Seeds need just three things to germinate: moisture, oxygen, and the appropriate temperature. Think carefully about temperature—while it’s easy for us to think about air temperature, that seed will not be exposed to the air temperature until it emerges as a seedling post-germination. The soil temperature is what we should be focusing on when it comes to seed germination. A string of warm weather may only warm up the soil a few degrees, and a cold day or two may keep the ground temperature too low for warm-season seed germination. For the majority of our summer annuals, the soil temperature needs to be 65 °F and rising for effective germination.

How exactly can we determine our soil temperature? If you have a glass thermometer lying around, you can place it 2” deep into the soil. After several minutes, check the indicated temperature. You don’t want to cheat yourself—check that soil temperature early in the morning before the sun has the chance to alter the soil temperature. You can check it multiple times throughout the day to get a high and low reading. If you get a reading of 65°F, check for the next few days to ensure the soil is holding that temperature.
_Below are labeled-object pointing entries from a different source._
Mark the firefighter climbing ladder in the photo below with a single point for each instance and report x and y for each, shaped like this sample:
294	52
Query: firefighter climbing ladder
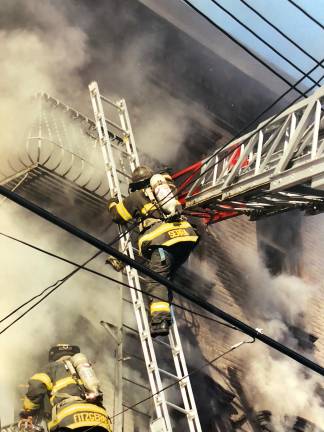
121	158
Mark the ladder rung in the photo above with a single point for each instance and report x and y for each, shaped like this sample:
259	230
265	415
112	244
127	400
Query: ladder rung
162	343
121	150
123	173
110	102
115	125
176	407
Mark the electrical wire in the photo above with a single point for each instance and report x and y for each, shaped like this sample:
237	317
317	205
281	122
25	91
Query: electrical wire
210	362
179	289
288	38
307	14
55	286
52	288
246	27
236	136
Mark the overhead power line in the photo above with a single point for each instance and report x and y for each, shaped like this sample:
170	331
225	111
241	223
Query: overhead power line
242	131
252	54
203	366
288	38
99	244
49	290
307	14
58	283
261	39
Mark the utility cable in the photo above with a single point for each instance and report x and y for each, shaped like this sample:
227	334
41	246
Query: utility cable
307	14
192	297
54	286
238	136
195	371
203	366
288	38
246	27
274	71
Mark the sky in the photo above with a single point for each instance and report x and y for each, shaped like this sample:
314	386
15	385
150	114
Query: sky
285	16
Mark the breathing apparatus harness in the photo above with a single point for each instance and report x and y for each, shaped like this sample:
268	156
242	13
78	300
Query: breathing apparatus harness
85	378
159	191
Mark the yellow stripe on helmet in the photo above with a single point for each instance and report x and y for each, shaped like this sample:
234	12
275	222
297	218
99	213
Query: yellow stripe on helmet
29	405
43	378
159	307
123	212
If you don’t have a glass thermometer, there is a simple way to get an idea of your soil temperature. The Natural Resources Conservation Service (NRCS) has an online tool called the Soil Climate Analysis Network (SCAN). Through this tool, you can see about 11 different climate parameters from their stations. There is not an extensive amount of stations across the Southeast, but noting the location of these stations relative to where you farm will allow you to have a better idea of when your soil temperatures may be appropriate for planting. For example, if you live near Columbia, South Carolina, there is no station in that immediate area. However, I know that my climate is very similar to the Pee Dee region. Simply click the red dot that indicates the climate station in the Pee Dee region. 

Map from the NRCS showing soil temperature.Map showing soil temperature, from the NRCS

From here, you can choose to see the hourly data from the past week or the daily averages from the last month. For this example, I chose to look at the averages from the last 30 days. As you get closer to the appropriate planting temperature, you may want to check out the 7 day hourly data to get a reading of the soil temperature early in the morning as opposed to the daily average. When you select 30-Day Daily Table, the following pops up on your browser. There is a lot of data here, but what we are most interested in as it pertains to planting summer annuals is Soil Temperature at 2”. The dates will be listed on the left side, with the most recent date being at the bottom of the page. You’ll have to scroll the page to the right to see the soil temperature column.

Chart showing soil temperatureChart showing soil temperature

If you take a look at that second soil temperature, you’ll see a reading of 62°F for two consecutive days. While it may seem silly to get bent out of shape about three degrees, look at what happened for the next two days. We got colder air temperatures resulting in cooler soil temperatures the next few days. This is a perfect example of why it is so critical to see several days of 65° F and rising soil temperatures. These summer annuals are not able to survive cold snaps, and while the “early bird gets the worm”, if we plant these summer annuals too early, we can end up hindering the productivity or even losing the stand. Pay attention to your soil temperatures and respect your frost free dates. We are so fortunate to have such a variety of tools available to us to make it easier to be more successful farmers. Utilize these tools to help you optimize your productivity.